Please name the researchers you have worked with on MPower collaborations:
There really are too many to name, but UMCP, UMB, and UMES collaborators include, but are not limited to:
- Dina Borzekowski, University of Maryland School of Public Health
- Suhana Chattopadhyay, University of Maryland School of Public Health
- Jennifer Cotting, University of Maryland School of Architecture, Planning and Preservation
- Allen Davis, University of Maryland A. James Clark School of Engineering
- Rachel Rosenberg Goldstein, University of Maryland School of Public Health
- Paul Goeringer, University of Maryland College of Agriculture and Natural Resources
- Fawzy Hashem, University of Maryland Eastern Shore, Department of Agriculture, Food and Resource Sciences
- Nathan Hultman, University of Maryland School of Public Policy
- Stephanie Lansing, University of Maryland College of Agriculture and Natural Resources
- Xin-Zhong Liang, University of Maryland College of Computer, Mathematical, and Natural Sciences
- Leena Malayil, University of Maryland School of Public Health
- Gili Marbach-Ad, University of Maryland College of Computer, Mathematical, and Natural Sciences
- Jianghong Meng, University of Maryland College of Agriculture and Natural Resources
- Shirley Micallef, University of Maryland College of Agriculture and Natural Resources
- Emmanuel Mongodin, University of Maryland School of Medicine/National Institutes of Health
- Rianna Murray, University of Maryland School of Public Health
- Masoud Negahban-Azar, University of Maryland College of Agriculture and Natural Resources
- Michael Pappas, University of Maryland Carey School of Law
- Salina Parveen, University of Maryland Eastern Shore, Department of Agriculture, Food and Resource Sciences
- Robert Percival, University of Maryland Carey School of Law
- William Piermattei, University of Maryland Carey School of Law
- Mihai Pop, University of Maryland College of Computer, Mathematical, and Natural Sciences
- Amir Sapkota, University of Maryland School of Public Health
- Heidi Scott, University of Maryland College of Arts and Humanities/School of Public Health
- Paul Turner, University of Maryland School of Public Health
A full list of collaborators is available at the following links:
How do the funds awarded from MPower support your research and help facilitate collaborations with other researchers?

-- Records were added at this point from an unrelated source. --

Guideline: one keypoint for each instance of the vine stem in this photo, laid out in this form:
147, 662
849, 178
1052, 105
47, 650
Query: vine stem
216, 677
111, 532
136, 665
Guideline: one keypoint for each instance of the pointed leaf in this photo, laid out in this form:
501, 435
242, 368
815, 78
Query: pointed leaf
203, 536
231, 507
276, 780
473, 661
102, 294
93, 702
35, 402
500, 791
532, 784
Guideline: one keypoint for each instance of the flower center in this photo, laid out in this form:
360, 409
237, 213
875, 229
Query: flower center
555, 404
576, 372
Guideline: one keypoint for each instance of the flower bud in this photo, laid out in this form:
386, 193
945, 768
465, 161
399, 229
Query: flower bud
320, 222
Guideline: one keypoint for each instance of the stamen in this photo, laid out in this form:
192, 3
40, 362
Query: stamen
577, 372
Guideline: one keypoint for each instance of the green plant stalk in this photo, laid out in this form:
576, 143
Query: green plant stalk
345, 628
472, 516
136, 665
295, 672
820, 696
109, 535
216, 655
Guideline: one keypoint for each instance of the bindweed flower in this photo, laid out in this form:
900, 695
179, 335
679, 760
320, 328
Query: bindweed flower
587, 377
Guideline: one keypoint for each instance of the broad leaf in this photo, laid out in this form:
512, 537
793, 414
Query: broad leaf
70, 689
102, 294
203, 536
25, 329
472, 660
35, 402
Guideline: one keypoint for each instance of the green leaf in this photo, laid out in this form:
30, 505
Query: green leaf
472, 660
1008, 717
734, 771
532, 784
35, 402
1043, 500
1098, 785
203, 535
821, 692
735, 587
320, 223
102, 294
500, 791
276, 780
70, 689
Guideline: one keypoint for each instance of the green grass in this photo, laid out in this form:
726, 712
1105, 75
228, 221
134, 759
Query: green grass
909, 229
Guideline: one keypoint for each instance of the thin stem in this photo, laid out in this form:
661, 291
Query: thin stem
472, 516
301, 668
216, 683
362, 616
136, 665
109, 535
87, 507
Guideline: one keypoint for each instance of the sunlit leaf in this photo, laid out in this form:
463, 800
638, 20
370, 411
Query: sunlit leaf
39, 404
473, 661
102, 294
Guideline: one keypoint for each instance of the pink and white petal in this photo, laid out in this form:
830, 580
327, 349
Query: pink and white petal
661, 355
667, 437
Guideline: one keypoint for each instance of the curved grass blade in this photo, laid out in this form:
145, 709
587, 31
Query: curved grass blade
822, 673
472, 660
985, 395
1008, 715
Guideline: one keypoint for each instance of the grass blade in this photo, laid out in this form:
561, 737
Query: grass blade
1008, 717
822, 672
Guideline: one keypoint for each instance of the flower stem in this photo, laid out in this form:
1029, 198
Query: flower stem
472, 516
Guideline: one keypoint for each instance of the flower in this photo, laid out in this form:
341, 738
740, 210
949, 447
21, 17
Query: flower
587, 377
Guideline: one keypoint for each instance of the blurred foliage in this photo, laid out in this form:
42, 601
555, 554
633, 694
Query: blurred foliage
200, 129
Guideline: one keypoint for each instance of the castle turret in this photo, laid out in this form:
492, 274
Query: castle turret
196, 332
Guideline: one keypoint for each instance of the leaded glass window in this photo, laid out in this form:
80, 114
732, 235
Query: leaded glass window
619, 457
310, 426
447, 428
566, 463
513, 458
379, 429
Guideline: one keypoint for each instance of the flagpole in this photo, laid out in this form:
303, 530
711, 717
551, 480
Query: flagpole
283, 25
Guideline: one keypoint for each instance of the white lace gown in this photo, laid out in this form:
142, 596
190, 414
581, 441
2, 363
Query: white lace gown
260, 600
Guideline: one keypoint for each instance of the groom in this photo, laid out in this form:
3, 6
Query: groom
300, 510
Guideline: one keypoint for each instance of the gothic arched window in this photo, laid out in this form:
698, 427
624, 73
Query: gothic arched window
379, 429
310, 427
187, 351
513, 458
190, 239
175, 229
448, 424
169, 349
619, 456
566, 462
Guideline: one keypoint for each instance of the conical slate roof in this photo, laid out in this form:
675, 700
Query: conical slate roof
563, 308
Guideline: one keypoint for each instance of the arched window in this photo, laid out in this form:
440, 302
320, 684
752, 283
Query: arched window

We were very fortunate that the MPower funds were awarded around the same time that our new Global FEWture Alliance was launched via an institutional grant from the UMD Grand Challenges Grants Program. The MPower funds, in particular, are being used to help fund additional students and research supplies needed for our integrated research-to-action approach of the new Alliance.
What are the next steps for your research?
We hope to expand our Global FEWture Alliance to include more UMD, UMB, and UMES faculty members along with additional international partners such that we can have an even greater impact in terms of alleviating food, energy and water insecurity, protecting environmental and global public health, and bolstering community resilience to our changing climate.